Ich habe einen Patenhund im Tierheim (2 Jahre, Pitbull-Mix), den ich nun in ein paar Tagen eventuell vermitteln kann.
Er ist im Grunde genommen ein ganz lieber allerdings hat er zwei "Macken": er macht alles kaputt, sowohl im Zwinger allein und in meinem Beisein (allein ist es jetzt schon besser, Matratze hat er kaputt gemacht aber seine Decken lässt er großteils in Ruhe, außer wenn ich da bin dann bringt er sie mir und will spielen) als auch bei mir daheim wenn ich dabei bin (hatte ihn 2,3x mit), womit wir schon beim zweiten wären:
er gibt dann nix mehr her, egal ob Decke, Holz, Spielzeug, Stofftier.
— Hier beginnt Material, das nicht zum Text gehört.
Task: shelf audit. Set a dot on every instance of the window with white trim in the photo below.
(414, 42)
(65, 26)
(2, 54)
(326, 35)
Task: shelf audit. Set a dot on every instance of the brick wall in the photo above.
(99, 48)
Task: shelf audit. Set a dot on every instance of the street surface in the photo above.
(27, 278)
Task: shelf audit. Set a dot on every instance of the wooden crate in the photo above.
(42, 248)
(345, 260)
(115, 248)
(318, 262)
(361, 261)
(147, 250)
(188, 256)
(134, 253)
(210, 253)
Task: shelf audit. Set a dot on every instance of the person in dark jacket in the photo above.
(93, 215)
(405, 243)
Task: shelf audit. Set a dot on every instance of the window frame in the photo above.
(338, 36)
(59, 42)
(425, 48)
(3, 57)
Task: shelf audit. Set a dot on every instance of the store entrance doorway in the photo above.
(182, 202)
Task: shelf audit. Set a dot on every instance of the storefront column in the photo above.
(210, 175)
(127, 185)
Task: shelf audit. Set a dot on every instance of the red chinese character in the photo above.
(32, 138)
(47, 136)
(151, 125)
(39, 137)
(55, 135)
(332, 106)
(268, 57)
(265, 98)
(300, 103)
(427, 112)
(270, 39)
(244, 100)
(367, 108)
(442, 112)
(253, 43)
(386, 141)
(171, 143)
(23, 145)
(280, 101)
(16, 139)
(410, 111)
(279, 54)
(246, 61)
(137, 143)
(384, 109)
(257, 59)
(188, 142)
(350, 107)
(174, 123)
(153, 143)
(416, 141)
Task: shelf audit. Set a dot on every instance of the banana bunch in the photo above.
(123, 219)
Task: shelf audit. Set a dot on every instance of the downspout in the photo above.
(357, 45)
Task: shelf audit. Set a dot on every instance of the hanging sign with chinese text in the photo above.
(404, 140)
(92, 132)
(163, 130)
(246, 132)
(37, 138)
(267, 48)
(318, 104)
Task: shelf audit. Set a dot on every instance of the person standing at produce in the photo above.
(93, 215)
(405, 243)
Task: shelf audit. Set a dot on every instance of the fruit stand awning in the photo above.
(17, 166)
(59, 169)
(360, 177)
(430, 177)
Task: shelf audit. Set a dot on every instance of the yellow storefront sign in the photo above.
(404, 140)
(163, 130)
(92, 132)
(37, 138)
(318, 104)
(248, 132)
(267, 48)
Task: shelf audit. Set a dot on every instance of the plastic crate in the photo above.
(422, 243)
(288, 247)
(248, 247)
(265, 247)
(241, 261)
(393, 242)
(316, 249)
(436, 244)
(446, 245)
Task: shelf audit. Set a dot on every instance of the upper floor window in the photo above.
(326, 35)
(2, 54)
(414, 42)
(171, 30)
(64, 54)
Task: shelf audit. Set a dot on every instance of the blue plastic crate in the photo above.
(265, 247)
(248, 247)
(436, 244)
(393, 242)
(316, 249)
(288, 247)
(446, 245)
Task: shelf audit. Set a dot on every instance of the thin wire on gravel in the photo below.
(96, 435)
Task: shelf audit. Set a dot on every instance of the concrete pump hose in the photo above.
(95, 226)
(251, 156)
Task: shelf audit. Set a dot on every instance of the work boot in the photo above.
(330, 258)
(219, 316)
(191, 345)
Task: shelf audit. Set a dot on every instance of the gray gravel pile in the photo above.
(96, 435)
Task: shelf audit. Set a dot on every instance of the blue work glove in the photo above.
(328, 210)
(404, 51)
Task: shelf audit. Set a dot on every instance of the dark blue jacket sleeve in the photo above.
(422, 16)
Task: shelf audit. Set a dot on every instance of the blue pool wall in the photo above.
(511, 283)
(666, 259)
Ich hab leider nicht die Kraft ihm dann etwas wegzunehmen - im Zwinger gehe ich dann meistens als "Drohung" zur Türe da hört er dann sofort auf, nur im Auslauf hab ich keine Chance. Er rennt mir davon und ignoriert mein rufen (was er aber auch so manchmal tut, aber wer kanns ihm verdenken? Ich würd meine Zeit die ich raus darf dann auch lieber mit was anderem verbringen als mir zu folgen gg).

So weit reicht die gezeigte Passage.